Le mouvement rituel et la célébration d’un terroir

La fête n’est pas qu’une facette du rituel, ou son ornementation sociale, mais un élément central de transmission et de réinvention de la tradition locale, parfois indépendamment de son ancrage religieux comme le montrent les usages politiques des pratiques festives (Petrov, 1997). Ce contexte festif ou célébratif permet d’exprimer simultanément plusieurs registres d’appartenance (confessionnelle, familiale, locale...) qui débordent le seul cadre religieux. A l’occasion du kourban, la dimension familiale se superpose fortement à la dimension communautaire, et l’occasion religieuse, ou rituelle, devient un espace-temps d’articulation de ces dimensions. Des rapports étroits unissent le foyer, la maison et le temple, l’église, où se retrouve l’ensemble du village ou du quartier. Il est frappant que les repas sacrificiels transitent en permanence entre ces deux lieux emblématiques que sont la maison et l’église : on emmène son kourban personnel à l’église, on repart à la maison avec une portion du kourban collectif. Plus globalement, le produit du sacrifice est « mis en circulation » selon des règles d’offrande, d’invitation, de paiement, etc. qui impliquent tous les protagonistes et qui dépassent le strict cadre de l’église comme lieu de la religion.

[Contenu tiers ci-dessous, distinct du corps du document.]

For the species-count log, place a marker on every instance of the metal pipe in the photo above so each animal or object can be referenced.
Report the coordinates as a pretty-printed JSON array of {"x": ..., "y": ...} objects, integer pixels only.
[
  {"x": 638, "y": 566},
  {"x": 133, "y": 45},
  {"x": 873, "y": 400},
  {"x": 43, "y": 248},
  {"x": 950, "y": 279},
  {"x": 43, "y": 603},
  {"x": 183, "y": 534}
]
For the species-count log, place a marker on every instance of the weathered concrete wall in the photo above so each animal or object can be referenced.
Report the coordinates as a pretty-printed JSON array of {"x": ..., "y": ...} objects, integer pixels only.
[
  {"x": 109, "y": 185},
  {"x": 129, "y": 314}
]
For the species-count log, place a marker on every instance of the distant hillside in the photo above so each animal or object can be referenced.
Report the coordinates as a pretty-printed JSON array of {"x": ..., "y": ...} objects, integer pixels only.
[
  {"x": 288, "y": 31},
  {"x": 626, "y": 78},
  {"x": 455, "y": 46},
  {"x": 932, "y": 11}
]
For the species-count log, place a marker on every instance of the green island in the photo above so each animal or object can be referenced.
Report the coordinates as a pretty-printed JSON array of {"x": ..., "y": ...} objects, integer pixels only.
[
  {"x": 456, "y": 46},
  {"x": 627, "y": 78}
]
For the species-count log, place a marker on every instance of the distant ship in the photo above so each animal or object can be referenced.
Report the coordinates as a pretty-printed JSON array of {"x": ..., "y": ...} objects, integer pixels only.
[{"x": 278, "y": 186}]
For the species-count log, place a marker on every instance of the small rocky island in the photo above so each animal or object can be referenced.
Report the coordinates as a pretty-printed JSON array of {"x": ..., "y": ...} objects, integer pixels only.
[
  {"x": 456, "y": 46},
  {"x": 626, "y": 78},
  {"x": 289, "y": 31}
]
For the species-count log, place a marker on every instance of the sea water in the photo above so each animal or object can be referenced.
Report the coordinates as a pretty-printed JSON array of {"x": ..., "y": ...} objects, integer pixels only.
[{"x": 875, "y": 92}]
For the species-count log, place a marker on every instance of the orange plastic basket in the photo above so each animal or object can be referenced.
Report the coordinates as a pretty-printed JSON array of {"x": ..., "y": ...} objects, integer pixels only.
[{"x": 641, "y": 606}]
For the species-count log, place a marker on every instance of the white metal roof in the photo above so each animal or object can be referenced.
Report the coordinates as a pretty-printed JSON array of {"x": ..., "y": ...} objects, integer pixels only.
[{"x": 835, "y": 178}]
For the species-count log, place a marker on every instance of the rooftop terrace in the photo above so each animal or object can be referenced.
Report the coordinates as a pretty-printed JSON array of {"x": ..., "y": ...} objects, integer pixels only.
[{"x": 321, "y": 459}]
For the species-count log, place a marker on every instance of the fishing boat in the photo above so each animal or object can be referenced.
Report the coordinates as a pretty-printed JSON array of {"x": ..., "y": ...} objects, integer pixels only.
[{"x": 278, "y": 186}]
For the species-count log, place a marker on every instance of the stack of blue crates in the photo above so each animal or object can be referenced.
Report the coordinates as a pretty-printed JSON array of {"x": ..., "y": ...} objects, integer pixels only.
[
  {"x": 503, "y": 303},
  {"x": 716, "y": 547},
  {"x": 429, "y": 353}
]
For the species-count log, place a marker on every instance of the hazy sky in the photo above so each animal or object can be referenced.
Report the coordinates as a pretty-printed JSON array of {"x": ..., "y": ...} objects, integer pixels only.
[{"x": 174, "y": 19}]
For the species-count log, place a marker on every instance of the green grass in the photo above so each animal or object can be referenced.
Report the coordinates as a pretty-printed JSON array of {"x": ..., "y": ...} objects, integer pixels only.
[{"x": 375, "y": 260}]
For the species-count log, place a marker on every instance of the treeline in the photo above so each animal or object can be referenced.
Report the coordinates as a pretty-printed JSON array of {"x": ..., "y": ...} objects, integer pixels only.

Le jour du kourban, l’église n’est pas seulement un temple : elle sert de lieu de rendez-vous, de travail, d’aire de pique-nique, d’espace de loisir et d’amusement (dans les grandes occasions : foires, danses traditionnelles, jeux divers...). Un kourban s’inscrit dans une sorte de « mouvement religieux », une dynamique rituelle qui comporte peu de temps morts : allumer des cierges, embrasser les icônes, aller d’une église à l’autre, suivre le parcours qui va de l’entrée aux icônes et aux chandeliers puis ressortir, prier, chanter, aller boire l’eau à la fontaine sacrée, participer au kourban, manger, donner, prendre... Il y a une socialité affective, mais aussi une vitalité du religieux, une intensité rituelle qui suppose des « pics » et des « creux ». Le kourban prend place dans un ensemble rituel où chaque élément, de l’encens à la flamme des cierges, occupe une position précise, concourant à un ordre du sacré ; il laisse aussi la place à des investissements rituels particuliers et ponctuels. Comme le notait otetz Kostadin, prêtre du village de Maritza (massif de Rila), « il y a des gens dont le seul acte religieux est de venir au kourban », la seule occasion d’aller à l’église et d’avoir recours à une prestation religieuse. Le rituel constitue un religieux partagé, au carrefour des investissements collectifs et individuels.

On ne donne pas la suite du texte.